Students will be required to form groups of 3-4 and to work together to complete a final project for this course. Final projects will be picked from a list compiled by the professor. The principle goal of this project is to create some new measurement or experiment related to the topic of data center networks and applications. To this end, every project is expected to generate at least 1 figure.
The project will be graded on the following different aspects:
- Write-up: The motivation, methodology, and results of every project must be detailed in a project writeup document in either the format of a PDF or a MarkDown Website (e.g., Jekyll). In addition to describing the project, this write-up should also discuss the implications of the project.
- Intellectual Contributions: Each project should ideally have some key intellectual contribution. Examples include new algorithms and novel measurements.
- Infrastructure: A project should generate infrastructure artifacts.

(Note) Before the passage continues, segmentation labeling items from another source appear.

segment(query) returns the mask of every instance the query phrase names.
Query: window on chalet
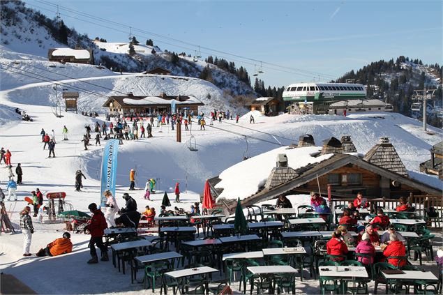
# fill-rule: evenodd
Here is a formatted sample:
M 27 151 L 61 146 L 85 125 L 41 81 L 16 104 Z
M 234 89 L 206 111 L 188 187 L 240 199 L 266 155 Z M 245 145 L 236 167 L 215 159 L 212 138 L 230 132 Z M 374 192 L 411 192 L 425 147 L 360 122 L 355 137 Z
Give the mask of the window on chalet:
M 347 184 L 361 184 L 361 173 L 350 173 L 347 174 Z
M 340 174 L 328 174 L 328 183 L 333 185 L 340 185 Z

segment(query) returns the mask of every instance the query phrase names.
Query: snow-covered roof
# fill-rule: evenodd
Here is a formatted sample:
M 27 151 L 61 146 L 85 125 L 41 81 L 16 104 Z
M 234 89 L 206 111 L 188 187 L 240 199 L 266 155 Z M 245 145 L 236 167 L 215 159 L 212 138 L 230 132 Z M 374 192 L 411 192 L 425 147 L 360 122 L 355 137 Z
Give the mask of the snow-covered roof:
M 185 101 L 179 101 L 174 99 L 168 100 L 161 98 L 158 96 L 147 96 L 142 99 L 123 98 L 123 102 L 126 105 L 170 105 L 172 100 L 175 101 L 177 105 L 193 105 L 195 103 L 202 103 L 200 100 L 195 96 L 188 96 L 189 99 Z
M 74 56 L 77 59 L 87 59 L 91 57 L 86 50 L 73 50 L 72 48 L 57 48 L 52 52 L 53 56 Z
M 216 188 L 223 188 L 220 197 L 226 199 L 243 199 L 256 193 L 259 188 L 263 186 L 276 167 L 276 158 L 278 153 L 285 153 L 287 165 L 294 169 L 308 164 L 317 163 L 329 159 L 333 154 L 330 153 L 318 157 L 311 155 L 318 153 L 320 146 L 308 146 L 299 149 L 287 149 L 283 146 L 266 153 L 240 162 L 223 171 L 218 177 L 221 179 Z M 239 177 L 241 176 L 241 177 Z
M 375 107 L 375 106 L 384 106 L 384 103 L 378 99 L 368 99 L 368 100 L 342 100 L 337 103 L 331 104 L 331 107 Z

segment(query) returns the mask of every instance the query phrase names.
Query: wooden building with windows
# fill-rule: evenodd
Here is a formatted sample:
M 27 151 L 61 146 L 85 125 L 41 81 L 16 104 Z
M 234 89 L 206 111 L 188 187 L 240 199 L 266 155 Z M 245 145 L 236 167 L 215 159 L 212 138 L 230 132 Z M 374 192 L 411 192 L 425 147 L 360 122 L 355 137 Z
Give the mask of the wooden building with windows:
M 110 96 L 103 104 L 112 116 L 143 116 L 157 113 L 170 113 L 172 102 L 176 113 L 198 114 L 198 107 L 204 105 L 192 96 L 167 96 L 162 93 L 158 96 L 135 96 L 128 93 L 125 96 Z
M 250 111 L 259 111 L 266 116 L 276 116 L 278 114 L 280 102 L 273 97 L 258 98 L 245 106 L 249 107 Z

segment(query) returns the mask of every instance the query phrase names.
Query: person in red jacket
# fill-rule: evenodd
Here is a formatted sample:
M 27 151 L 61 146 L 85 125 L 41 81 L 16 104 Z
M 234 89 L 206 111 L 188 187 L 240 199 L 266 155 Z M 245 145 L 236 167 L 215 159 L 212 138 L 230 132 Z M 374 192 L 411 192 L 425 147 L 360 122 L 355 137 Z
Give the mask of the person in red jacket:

These artifacts include source code, experimental scripts, and CloudLab experiments and images.
- Documentation: A project should be documented such that any other student in this class could be expected to repeat the experiments.
As with the homeworks, extra credit will be awarded for exceptional documentation contributions and infrastructure contributions.
ACADEMIC INTEGRITY
Consulting with your classmates on assignments is encouraged, except where noted. However, turn-ins are individual, and copying code from your classmates or other sources is considered plagiarism. For example, given the question “how did you do X?”, a great response would be “I used function Y, with W as the second argument. I tried Z first, but it doesn’t work.” An inappropriate response would be “here is my code, look for yourself.” You should never look at someone else’s code, or show someone else your code.
Unless stated otherwise, all work submitted for grading must be done individually. To avoid suspicion of plagiarism, you must specify your sources together with all turned-in materials. List classmates you discussed your homework with and webpages from which you got inspiration or copied (short) code snippets. Plagiarism and cheating, as in copying the work of others, paying others to do your work, etc, is obviously prohibited, and will be reported. We will be running MOSS, an automated plagiarism detection tool, on all submissions.
In particular, note that you are guilty of academic dishonesty if you extend or receive any kind of unauthorized assistance. Absolutely no transfer of program code between students is permitted (paper or electronic), and you may not solicit code from family, friends, or online forums. Other examples of academic dishonesty include emailing your program to another student, copying-pasting code from the internet, working in a group on a homework assignment, and allowing a tutor, TA, or another individual to write an answer for you.
Academic dishonesty is unacceptable, and there are consequences to cheating on two levels - the consequences for your grade, and the consequences at the university level. Within class, even the first time cheating on a programming assignment or problem set will result in failing the class. At the university level, misconduct may even lead to expulsion from the university; cases are handled via the official student conduct process described in the University’s policy. I report all academic integrity violations to the dean of students. This may result in a formal hearing where the dean of students decides on the institutional consequences. After multiple instances of academic integrity violations, students may be suspended or expelled. For all cases, the student has the option to go through a formal hearing if they think that they did not actually violate the academic integrity policy. If the dean of students agrees that they did not, then I revert their grade back to the original grade, and the matter is resolved.